Wii U hardware discussion and investigation *rename

Status
Not open for further replies.
Wait wait wait, in the previously posted tear-down there are 4 separate DDR3-1600 chips (each one 512MB) on the board. Would it be that each of them have a bandwith of 12.8 GB/s individually and so there is a total bandwith of 50.4 GB/s for the RAM, or would it just flatly be 12.8 GB/s?

If it's the first case, then I can see why the ports still came out the way they did. They were not developed to access the RAM in such a fashion, so the de-facto bandwith was very low.

Would this have anything to do with the DDR3 memory controllers that IBM uses with Power7? Because we dont know yet what technology the CPU shares with Watson.


Nehalem-EX has 4 buffered DDR3 channels per chip, where, using on-board buffers, every channel splits into two actual 64-bit DDR3-1333 DRAM paths. If the buffers had the abilities like FBD AMB (Advanced Memory Buffer) chips, you might be able to do simultaneous read and write transactions on each channel, effectively doubling the bandwidth. Either way, you're looking at some 50GBps of memory bandwidth per CPU chip, not bad at all.

In the case of POWER7, though, there are two 4-channel DDR3 memory controllers, for a total of 8 channels of memory and a claimed 100GBps total memory bandwidth.

Power7
Dual DDR3 Memory Controllers per chip. Each DDR3 Memory Controller:
8 KB scheduling window
Connects to up to 4 proprietary memory buffer chips. Differential-signaling interface. Buffer chip:
6.4 GHz * 2 bytes buffer chip -> Power7 chip bandwidth
6.4 GHz * 1.5 bytes buffer chip <- Power7 chip bandwidth
dual high-frequency DDR3 DIMM ports (DDR3: 800, 1066, 1333, 1600)

Maybe WiiU is using one of them?
 
Maybe WiiU is using one of them?

One what? One memory channel? One channel is 64-bit. Power7 has a 512-bit interface, hence 100GB/s with DDR3-1600.

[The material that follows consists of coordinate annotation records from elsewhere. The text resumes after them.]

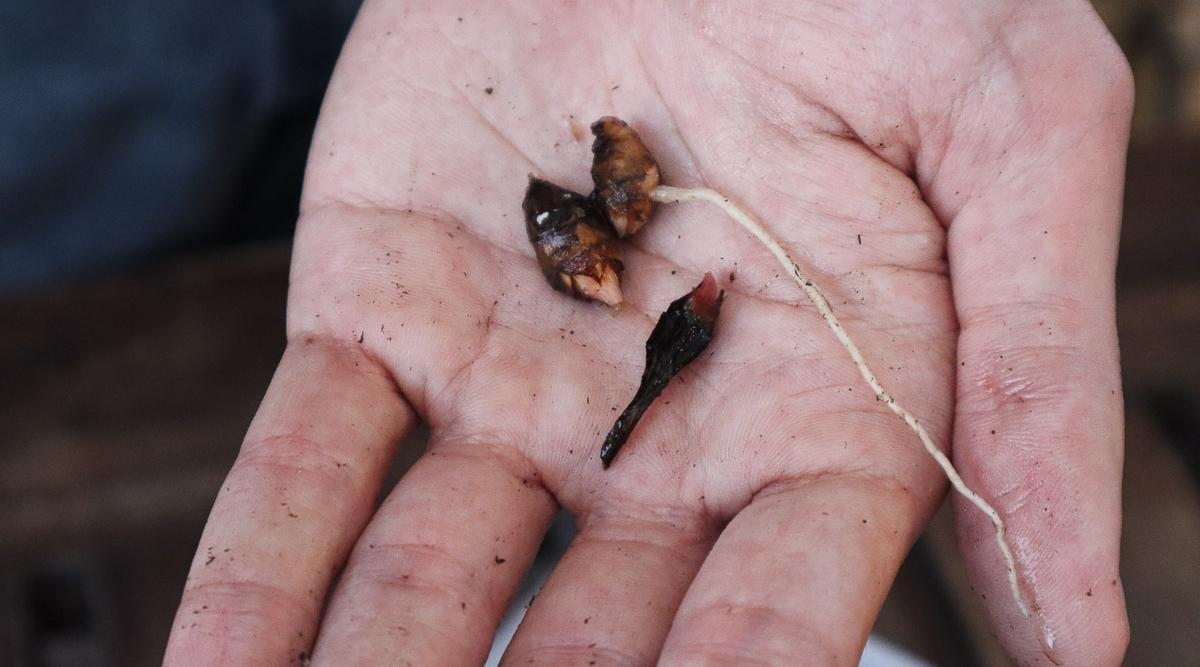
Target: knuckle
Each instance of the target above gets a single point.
(735, 634)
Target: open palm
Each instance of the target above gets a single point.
(951, 179)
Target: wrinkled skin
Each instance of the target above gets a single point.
(761, 510)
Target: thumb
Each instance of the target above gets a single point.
(1030, 185)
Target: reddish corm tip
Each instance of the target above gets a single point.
(706, 299)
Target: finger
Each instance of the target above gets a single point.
(436, 568)
(1038, 432)
(799, 575)
(611, 599)
(289, 510)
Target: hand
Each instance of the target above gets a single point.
(952, 176)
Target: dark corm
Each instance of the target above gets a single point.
(574, 242)
(682, 332)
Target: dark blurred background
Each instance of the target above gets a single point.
(150, 164)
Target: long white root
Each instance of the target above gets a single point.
(665, 193)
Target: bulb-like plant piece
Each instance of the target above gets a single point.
(624, 174)
(574, 242)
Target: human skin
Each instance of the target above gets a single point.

The DRAMs in a DIMM are usually either x4 or x8 width each -> 16 chips x4 or 8 chips x8 = 64-bit I/O per DIMM. There is also memory bank switching so you can expand capacity without using more I/O.
 
No offense, but don't you think that if there was even a slight chance of what you are describing here to be true, that it would have already been pointed out.

12.8 GB/s is the total.

Actual speed can be debated, IMO Nintendo make quite a sacrifice by only using 64bit ddr3, so it wouldn't be wise to use their chips at their lowest rated speeed. Using them at 2133 makes sense, to hell with the tiny difference in power and reliability. Just use high CAS latency setting (but, with the higher frequency, the latency doesn't really move), suck it up.
But the ddr3 memory controller would have to work good.
 
Do we really know if it's bandwidth starved ? I mean, except for devs working on it, we don' t really know how the data are moved around the system, what are the real penalties for slow main memory, etc... ?
 
I think it's a safe assumption, unless there's actually like 256-512MBs of embedded memory instead of just 32MBs. 32MBs isn't enough to magically compensate for the DDR3's limitations.
 
An interesting post from sebbbi a few months back: http://forum.beyond3d.com/showpost.php?p=1646788&postcount=15

Let me explain why huge amounts of low bandwidth memory is not a good idea. Slow memory is pretty much unusable, simply because we cant access it :smile:

The GDDR3 memory subsystem in current generation consoles gives theoretical maximum of 10.8 GB/s read/write bandwidth (both directions). For a 60 fps game this is 0.18 GB per frame, or 184 MB, assuming of course that you are fully memory bandwidth bound at all times, and there's no cache trashing, etc happening. In practice some of that bandwidth gets wasted, so you might be able to access for example 100 MB per frame (if you try to access more, the frame rate will drop).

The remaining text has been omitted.